In August 2017 a typosquatting attack was discovered:

The npm package crossenv was found to contain malicious code that exfiltrated environment variables upon installation. The attack was executed by the npm user hacktask who authored 40 packages with names similar to common packages.

Examples of package names (and the ones they imitate) in the attack were:

  • crossenv (cross-env)
  • mongose (mongoose)
  • cross-env.js (cross-env)
  • node-fabric (fabric)

The attacker tried to use human error and common npm naming conventions to trick users into installing the malicious packages.

A reply to the initial tweet suggested a way to mitigate similar attacks in the future:

This suggested to create a package name validation based on the Levenshtein distance and reject publication of a new package if the name has a distance of less than 3 to an existing one. This would have identified and blocked the creation of the crossenv package which has a distance of 1 with the name cross-env, and may mitigate most spelling mistakes.

I wanted to investigate whether:

  • a Levenshtein distance based validation was a viable solution and see if I could use the npmjs.com infrastructure to find other active typosquatting attacks
  • I could use other properties of the attack and package metadata to find other active attacks

Search - Levenshtein distance

The Levenshtein distance is a metric for measuring the similarities of two strings. The distance is an integer which describes the number of single character edits required to transform one string into the other.

We can search the npm repository to find pairings of package names with low Levenshtein distances as these may be cases of typosquatting. If we find low distance combinations of package names and aggregate by author it should be possible to identify authors such as hacktask who have multiple packages with similar names to existing ones.

data

The data required for our search is package name and author, npmjs.com stores package data in a CouchDB database which can be accessed at https://registry.npmjs.com/. CouchDB is a JSON document store with a REST API for data access/editing. It is built with replication as a first class concept which makes it very easy to make copies of databases.

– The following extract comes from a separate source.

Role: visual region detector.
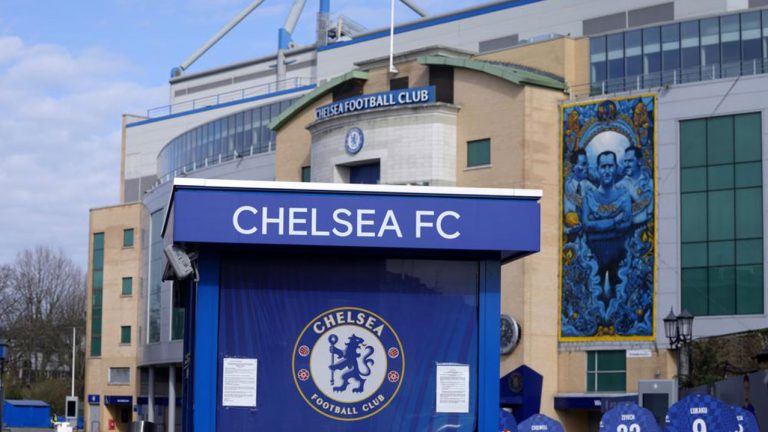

After installing CouchDB we can locally replicate the npm database with:

# create the database
curl -X PUT http://localhost:5984/registry
# npmjs has two databases, 'fullfatdb' which contains the metadata and attachments and
# 'skimdb' which only contains the metadata, we only need to replicate the 'skimdb' server
curl -d '{"source":"https://skimdb.npmjs.com/registry", "target":"registry"}' \
  -H "Content-Type: application/json" \
  -X POST http://localhost:5984/_replicate

The registry database uses the package name as the key and the value is a JSON document containing information on the package versions. The data for the package d3fc can be found at http://localhost:5984/registry/d3fc and a reduced representation of the document is:

{
  "_id": "d3fc",
  "name": "d3fc",
  "time": {
    "modified": "2017-10-16T16:20:51.718Z",
    "created": "2015-06-19T15:46:55.951Z",
    "13.1.1": "2017-10-16T16:20:51.718Z"
  },
  "maintainers": [
    { "name": "chrisprice" },
    { "name": "colineberhardt" }
  ],
  "dist-tags": {
    "latest": "13.1.1"
  },
  "versions": {
    "13.1.1": {
      "version": "13.1.1",
      "description": "A collection of components that make it easy to build interactive charts with D3",
      "main": "build/d3fc.js",
      "_npmUser": { "name": "colineberhardt" },
      "maintainers": [
        { "name": "chrisprice" },
        { "name": "colineberhardt" }
      ],
      "dependencies": {
        "d3": "^3.5.4"
      }
    }
  }
}

From this data we want to extract the name of the package d3fc and the authors chrisprice and colineberhardt. Querying data from a CouchDB database requires a View which is written in JavaScript and is similar in concept to a map-reduce query. Views contain a map function and optionally contain a reduce function, these are executed on each document and the results aggregated and returned as a JSON object.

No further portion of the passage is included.